< Previous by Date Date Index Next by Date >
  Thread Index Next in Thread >

[reSIProcate] TLS error handling glitch / TLS connections dropped



I've observed some problems with the TLS code.  Specifically, I've
noticed this when using SIP over WebSockets (wss://) but it appears
possible that it is a lower level problem impacting all TLS transports.

Basically, the client sends some data and then the server disconnects.
The server log contains something like this:

ssl/TlsConnection.cxx:418 | Got TLS read ret=-1 error=1
error:00000001:lib(0):func(0):reason(1)

This occurs after a call to SSL_read

error=1 corresponds to the generic SSL_ERROR_SSL

I notice the TlsConnection::read() method has only ever been making one
call to SSL_get_error() and so:

a) it may leave other errors in the error queue.  A subsequent call to
SSL_get_error that would have returned SSL_ERROR_WANT_READ (possibly for
some other connection) could actually return the unhandled error.

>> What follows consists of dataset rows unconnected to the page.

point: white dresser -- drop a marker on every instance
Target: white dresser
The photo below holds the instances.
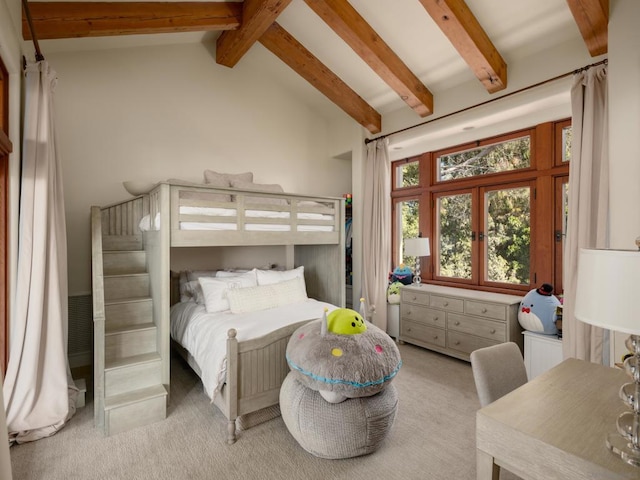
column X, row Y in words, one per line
column 456, row 321
column 541, row 353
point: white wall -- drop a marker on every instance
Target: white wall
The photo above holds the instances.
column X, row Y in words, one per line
column 492, row 115
column 171, row 112
column 624, row 131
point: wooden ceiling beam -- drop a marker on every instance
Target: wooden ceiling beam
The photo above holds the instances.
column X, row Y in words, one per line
column 359, row 35
column 592, row 17
column 53, row 20
column 280, row 42
column 257, row 17
column 463, row 30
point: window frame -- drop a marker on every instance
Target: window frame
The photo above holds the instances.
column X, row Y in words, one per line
column 6, row 148
column 545, row 166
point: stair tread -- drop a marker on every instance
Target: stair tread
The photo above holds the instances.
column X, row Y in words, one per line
column 129, row 328
column 133, row 360
column 122, row 251
column 134, row 396
column 137, row 274
column 127, row 300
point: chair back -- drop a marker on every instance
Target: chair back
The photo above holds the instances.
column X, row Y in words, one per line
column 497, row 370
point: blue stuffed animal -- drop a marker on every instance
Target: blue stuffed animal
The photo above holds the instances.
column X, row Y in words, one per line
column 538, row 310
column 402, row 274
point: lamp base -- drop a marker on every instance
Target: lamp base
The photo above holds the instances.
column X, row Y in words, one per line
column 624, row 449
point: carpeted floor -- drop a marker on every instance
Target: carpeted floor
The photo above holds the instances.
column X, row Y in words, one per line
column 433, row 438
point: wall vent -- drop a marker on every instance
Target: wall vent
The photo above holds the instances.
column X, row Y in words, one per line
column 80, row 345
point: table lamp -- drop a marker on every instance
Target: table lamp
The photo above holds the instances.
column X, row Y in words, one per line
column 417, row 247
column 607, row 296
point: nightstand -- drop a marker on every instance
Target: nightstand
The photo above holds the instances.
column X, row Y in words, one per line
column 541, row 353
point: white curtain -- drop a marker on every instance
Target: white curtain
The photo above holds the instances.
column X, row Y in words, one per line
column 39, row 393
column 376, row 231
column 588, row 218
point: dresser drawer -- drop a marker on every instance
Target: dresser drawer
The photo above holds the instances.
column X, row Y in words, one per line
column 477, row 326
column 447, row 303
column 425, row 315
column 464, row 343
column 423, row 333
column 489, row 310
column 412, row 296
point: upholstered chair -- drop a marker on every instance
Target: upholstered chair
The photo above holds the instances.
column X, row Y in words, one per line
column 497, row 370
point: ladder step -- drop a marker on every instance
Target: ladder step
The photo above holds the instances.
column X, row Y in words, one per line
column 132, row 373
column 118, row 287
column 132, row 361
column 135, row 409
column 121, row 242
column 128, row 311
column 124, row 261
column 129, row 329
column 124, row 399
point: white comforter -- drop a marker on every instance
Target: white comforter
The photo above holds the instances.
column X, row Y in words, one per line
column 204, row 334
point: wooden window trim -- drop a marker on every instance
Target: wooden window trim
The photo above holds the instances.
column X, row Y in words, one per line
column 5, row 149
column 546, row 168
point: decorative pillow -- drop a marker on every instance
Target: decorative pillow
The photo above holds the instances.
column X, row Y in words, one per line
column 269, row 277
column 231, row 273
column 262, row 297
column 215, row 290
column 224, row 179
column 196, row 274
column 206, row 196
column 192, row 291
column 260, row 187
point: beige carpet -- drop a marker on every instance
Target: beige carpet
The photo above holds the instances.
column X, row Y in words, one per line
column 433, row 438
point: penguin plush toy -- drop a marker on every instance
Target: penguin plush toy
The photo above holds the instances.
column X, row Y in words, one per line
column 538, row 310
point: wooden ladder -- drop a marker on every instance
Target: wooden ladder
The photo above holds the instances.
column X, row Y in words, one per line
column 128, row 390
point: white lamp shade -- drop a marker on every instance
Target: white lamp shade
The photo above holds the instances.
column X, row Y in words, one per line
column 608, row 289
column 416, row 247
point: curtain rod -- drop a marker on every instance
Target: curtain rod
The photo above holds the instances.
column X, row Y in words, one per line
column 27, row 13
column 602, row 62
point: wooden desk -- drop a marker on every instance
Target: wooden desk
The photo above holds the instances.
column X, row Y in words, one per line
column 554, row 427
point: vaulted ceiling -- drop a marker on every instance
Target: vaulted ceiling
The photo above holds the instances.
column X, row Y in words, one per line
column 401, row 47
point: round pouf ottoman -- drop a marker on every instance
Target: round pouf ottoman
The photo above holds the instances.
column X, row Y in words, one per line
column 354, row 427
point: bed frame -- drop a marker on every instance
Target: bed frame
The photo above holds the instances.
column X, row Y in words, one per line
column 255, row 368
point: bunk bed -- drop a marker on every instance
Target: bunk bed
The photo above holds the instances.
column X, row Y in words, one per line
column 174, row 215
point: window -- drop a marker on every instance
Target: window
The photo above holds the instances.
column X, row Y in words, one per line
column 492, row 158
column 490, row 209
column 408, row 218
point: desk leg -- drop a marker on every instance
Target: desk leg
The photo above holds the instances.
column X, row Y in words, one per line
column 486, row 468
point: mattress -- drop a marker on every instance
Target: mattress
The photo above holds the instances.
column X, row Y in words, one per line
column 204, row 335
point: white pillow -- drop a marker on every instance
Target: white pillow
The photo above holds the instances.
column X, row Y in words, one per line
column 260, row 187
column 230, row 273
column 192, row 291
column 269, row 277
column 215, row 289
column 262, row 297
column 196, row 274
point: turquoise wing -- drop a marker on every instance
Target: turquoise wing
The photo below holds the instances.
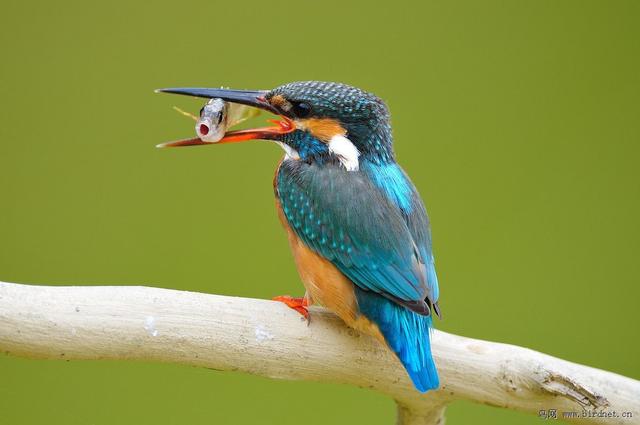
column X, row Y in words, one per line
column 346, row 218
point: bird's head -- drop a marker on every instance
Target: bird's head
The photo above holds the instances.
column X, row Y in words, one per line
column 320, row 121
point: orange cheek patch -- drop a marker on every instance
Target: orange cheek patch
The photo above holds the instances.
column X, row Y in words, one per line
column 322, row 128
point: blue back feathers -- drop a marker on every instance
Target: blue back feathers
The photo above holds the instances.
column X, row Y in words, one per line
column 372, row 225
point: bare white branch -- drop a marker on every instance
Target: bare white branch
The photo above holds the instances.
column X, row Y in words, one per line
column 268, row 339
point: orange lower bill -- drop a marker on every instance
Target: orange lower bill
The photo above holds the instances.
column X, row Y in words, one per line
column 282, row 126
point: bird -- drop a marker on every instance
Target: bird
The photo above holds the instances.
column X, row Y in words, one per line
column 356, row 224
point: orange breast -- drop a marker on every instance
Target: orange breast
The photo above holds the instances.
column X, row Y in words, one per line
column 325, row 284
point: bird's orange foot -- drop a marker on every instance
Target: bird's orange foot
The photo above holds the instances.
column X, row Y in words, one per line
column 298, row 304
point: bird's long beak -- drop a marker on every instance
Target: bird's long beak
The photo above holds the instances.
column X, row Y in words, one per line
column 255, row 98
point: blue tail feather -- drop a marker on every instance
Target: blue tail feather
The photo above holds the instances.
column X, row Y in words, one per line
column 408, row 335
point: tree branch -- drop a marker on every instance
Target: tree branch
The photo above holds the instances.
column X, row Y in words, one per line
column 266, row 338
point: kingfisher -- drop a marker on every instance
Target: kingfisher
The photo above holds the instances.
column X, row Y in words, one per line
column 356, row 225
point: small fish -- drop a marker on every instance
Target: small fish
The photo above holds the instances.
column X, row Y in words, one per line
column 216, row 117
column 213, row 121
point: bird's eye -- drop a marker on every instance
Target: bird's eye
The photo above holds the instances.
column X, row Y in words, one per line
column 301, row 109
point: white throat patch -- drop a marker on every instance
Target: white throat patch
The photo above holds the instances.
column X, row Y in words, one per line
column 346, row 152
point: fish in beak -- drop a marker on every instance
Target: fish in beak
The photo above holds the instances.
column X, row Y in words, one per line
column 252, row 98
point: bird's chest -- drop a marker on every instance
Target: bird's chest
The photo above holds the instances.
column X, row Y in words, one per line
column 324, row 283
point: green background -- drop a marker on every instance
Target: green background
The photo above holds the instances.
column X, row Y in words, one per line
column 518, row 122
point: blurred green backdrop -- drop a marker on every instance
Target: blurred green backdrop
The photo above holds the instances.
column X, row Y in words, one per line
column 518, row 122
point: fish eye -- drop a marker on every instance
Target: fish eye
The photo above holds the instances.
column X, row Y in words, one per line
column 301, row 109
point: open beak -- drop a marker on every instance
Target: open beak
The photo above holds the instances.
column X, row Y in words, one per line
column 255, row 98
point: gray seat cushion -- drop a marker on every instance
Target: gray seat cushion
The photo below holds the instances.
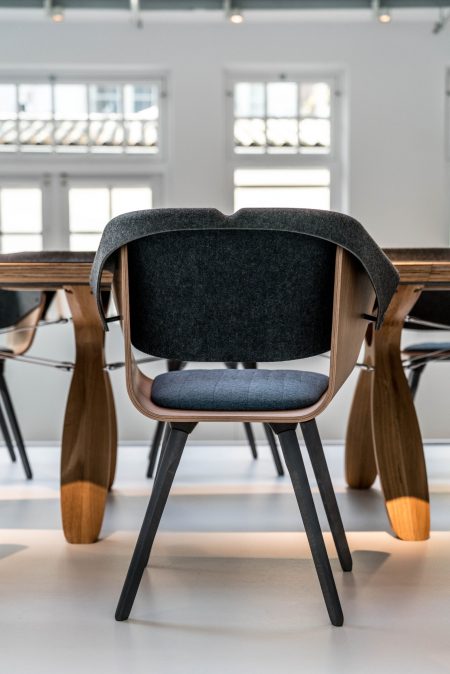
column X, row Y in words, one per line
column 233, row 390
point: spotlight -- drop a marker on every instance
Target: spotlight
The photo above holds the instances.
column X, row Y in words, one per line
column 55, row 12
column 233, row 14
column 384, row 16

b) because it is not checking the error queue, it is not logging what is
really wrong at the moment the error really happened

Issue (a) is somewhat mitigated by the fact that various methods invoke
checkState() which invokes ERR_clear_error() before the actual OpenSSL
operation.

However, I'm still left with the fact the WebSocket connection sometimes
vanishes without giving clues what is wrong.  Wireshark shows that a TLS
"Encrypted Alert" packet was sent from server to client but it is unable
to show the exact error details.  Chrome just returns error code 1006
and doesn't log anything about the error.

I've committed a fix making the error handling better in
TlsConnection::read(), to go through all the error queue entries and log
the details just as it has been done for SSL_write.

Has anybody else noticed anything like this problem with TLS connections
dropping?

If anybody notices new errors appearing after I make this more verbose,
feel free to discuss them on the list.